Just over an hour after I sent the message, I got the response, “Try and social engineer me, just try.” The young fellow had missed the point. And so I responded.
Missing the point entirely
Social engineering is passé and that is mostly for low hanging fruit. As a security consultant, you have access and knowledge that ordinary users will not have. You have a nickname you have used on this site that will probably be the same on others.
Your picture appears here and simple Internet tools can be used to match your picture possibly to an identity on Facebook or LinkedIn and after that, they only have to build a vulnerability profile that they can exploit without you knowing that you are being stalked online.
In closing, I said, “We technical people have to be careful that either our of carelessness or hubris, we expose our organisations to more harm than we are willing to admit our acts of wilful stupidity cause.”
Unlearning arrogance
I was blocked. Blocked probably because he thought I was attacking him or he felt that he was too good to be taking advice on issues where he is supposed to be the expert.
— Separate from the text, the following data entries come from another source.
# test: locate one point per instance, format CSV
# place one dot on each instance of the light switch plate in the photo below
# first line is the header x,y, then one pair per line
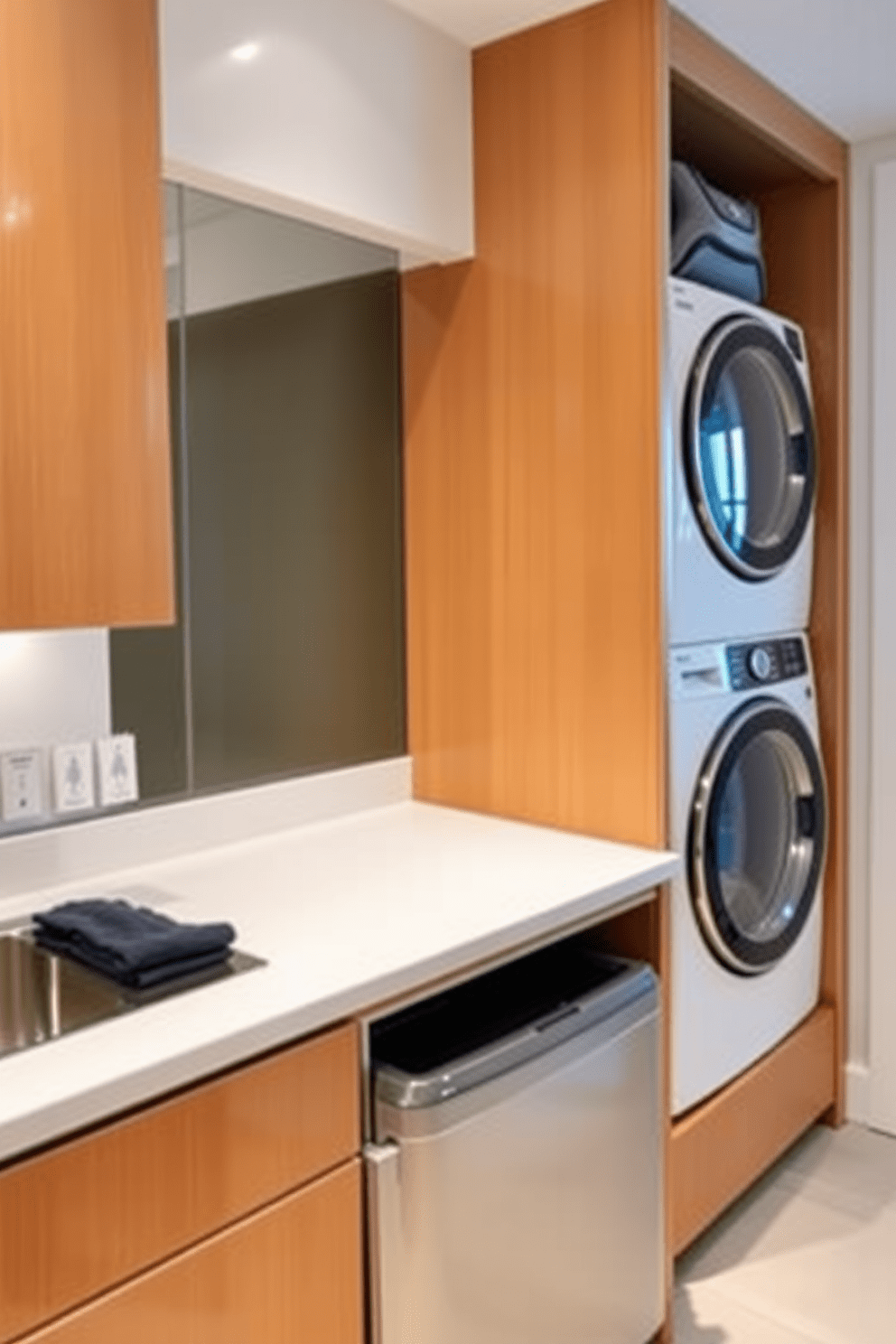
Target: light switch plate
x,y
73,777
21,785
117,769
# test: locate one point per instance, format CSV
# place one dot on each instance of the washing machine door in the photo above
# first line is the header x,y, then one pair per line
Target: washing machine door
x,y
750,448
758,829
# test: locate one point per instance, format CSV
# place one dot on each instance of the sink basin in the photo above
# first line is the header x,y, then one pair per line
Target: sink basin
x,y
43,994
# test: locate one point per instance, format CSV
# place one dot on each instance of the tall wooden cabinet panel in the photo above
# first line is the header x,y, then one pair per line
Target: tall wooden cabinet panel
x,y
85,526
749,139
532,421
534,462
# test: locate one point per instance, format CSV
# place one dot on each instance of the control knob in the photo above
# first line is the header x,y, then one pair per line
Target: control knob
x,y
760,664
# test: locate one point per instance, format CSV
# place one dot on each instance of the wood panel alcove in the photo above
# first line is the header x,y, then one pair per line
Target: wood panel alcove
x,y
534,401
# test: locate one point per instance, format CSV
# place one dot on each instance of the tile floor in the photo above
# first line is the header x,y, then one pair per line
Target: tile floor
x,y
809,1255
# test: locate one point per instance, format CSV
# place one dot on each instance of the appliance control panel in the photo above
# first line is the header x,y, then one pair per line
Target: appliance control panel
x,y
764,663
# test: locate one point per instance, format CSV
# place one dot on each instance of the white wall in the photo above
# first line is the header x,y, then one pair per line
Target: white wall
x,y
863,313
352,115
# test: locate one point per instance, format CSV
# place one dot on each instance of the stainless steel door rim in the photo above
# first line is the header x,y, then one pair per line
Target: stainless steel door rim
x,y
758,836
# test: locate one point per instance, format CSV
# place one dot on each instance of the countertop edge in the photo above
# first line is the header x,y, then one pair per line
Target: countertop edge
x,y
109,1098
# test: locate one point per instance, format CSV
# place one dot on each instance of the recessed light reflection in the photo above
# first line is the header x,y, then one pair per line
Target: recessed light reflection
x,y
14,648
245,51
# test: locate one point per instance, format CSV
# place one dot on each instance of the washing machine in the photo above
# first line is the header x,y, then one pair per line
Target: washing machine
x,y
749,815
742,470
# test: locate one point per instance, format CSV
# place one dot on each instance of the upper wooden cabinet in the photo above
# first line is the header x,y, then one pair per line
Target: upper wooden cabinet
x,y
85,490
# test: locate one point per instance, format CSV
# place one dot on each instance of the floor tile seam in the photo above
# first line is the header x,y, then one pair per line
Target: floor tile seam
x,y
807,1332
837,1197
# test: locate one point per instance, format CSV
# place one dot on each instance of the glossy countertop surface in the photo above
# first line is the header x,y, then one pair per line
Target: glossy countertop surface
x,y
347,913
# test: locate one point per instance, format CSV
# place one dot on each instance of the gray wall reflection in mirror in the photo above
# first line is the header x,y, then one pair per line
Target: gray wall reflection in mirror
x,y
288,656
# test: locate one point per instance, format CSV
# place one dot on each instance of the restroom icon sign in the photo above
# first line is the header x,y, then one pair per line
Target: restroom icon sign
x,y
117,761
73,777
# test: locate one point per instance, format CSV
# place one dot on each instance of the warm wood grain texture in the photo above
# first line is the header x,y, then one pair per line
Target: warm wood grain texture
x,y
749,137
741,94
90,1212
805,231
532,430
292,1273
722,1147
85,509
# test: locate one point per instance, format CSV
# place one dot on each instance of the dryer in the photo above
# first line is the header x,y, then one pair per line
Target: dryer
x,y
742,470
749,813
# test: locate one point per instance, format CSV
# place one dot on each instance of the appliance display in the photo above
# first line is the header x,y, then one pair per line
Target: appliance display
x,y
742,470
749,813
515,1184
716,238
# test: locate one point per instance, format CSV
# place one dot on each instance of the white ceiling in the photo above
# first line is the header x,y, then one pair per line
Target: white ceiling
x,y
835,57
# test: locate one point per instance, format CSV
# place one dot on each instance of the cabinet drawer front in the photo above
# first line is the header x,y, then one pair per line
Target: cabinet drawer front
x,y
86,1215
286,1274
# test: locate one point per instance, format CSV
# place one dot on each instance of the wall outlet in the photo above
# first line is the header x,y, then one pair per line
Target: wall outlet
x,y
21,785
73,777
117,769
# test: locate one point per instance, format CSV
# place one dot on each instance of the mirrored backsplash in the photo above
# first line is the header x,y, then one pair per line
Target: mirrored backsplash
x,y
288,655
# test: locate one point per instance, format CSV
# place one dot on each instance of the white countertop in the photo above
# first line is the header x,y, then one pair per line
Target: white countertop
x,y
345,913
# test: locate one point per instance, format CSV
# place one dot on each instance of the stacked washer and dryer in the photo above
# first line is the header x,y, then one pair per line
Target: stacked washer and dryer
x,y
746,782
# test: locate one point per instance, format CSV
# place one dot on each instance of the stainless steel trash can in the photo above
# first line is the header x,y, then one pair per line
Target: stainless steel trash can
x,y
515,1184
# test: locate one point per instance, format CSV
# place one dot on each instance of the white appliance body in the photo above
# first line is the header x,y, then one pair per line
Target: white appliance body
x,y
749,815
741,470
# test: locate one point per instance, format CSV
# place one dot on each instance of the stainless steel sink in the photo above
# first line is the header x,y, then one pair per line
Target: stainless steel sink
x,y
43,996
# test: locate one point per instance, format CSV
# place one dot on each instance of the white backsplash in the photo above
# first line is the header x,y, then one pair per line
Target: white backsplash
x,y
54,690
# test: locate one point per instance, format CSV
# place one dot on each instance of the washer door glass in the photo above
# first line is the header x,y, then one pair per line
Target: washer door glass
x,y
750,449
758,836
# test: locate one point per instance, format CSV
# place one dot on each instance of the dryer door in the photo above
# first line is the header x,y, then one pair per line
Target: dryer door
x,y
757,839
750,448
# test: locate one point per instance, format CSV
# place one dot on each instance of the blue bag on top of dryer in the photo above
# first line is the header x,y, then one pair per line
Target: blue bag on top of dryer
x,y
716,238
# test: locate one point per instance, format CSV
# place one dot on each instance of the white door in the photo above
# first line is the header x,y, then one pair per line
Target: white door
x,y
882,661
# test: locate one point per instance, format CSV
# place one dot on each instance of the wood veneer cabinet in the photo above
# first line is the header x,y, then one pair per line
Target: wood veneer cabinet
x,y
534,410
85,507
289,1273
160,1187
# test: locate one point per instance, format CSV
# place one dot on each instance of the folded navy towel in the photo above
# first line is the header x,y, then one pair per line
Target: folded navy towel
x,y
132,944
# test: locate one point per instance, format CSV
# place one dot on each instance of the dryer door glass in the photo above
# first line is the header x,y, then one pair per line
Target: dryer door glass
x,y
750,449
758,836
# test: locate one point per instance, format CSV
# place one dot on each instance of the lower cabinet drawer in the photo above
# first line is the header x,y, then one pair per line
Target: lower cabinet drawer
x,y
288,1274
97,1209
A simple example of the silliness of putting such a risk intensive role online in forums like a dating site is for someone to go around saying they are secret agents. Others would either go for the agent or go for people around that agent to gain access acquaintances to whom some connection can compromise the resolve of the agent.
Then again, there is a know-it-all syndrome that I have observed amongst certain young people who have created an incapacity to learn or be advised, they are single-mindedly impervious to any instruction and rapidly chart a course to perdition.
Probably maybe
An alternative response would have been to acknowledge that there was a point being made borne of other experiences and that could be used to improve oneself. It is a question of attitude.
Suffice it say that the said nickname appeared on other sites, but for the fact that one, I have nothing to prove and two, I am not malevolent. It would have been an interesting exercise to create the profile I told him of and send it to him, but honestly, it would have been a waste of time in any case.
When I relayed the tale to a friend, he suggested the fellow might have been in security as a security guard. Not once did I contemn him, but his reaction belies that great possibility, he has keys to doors and not keys to data.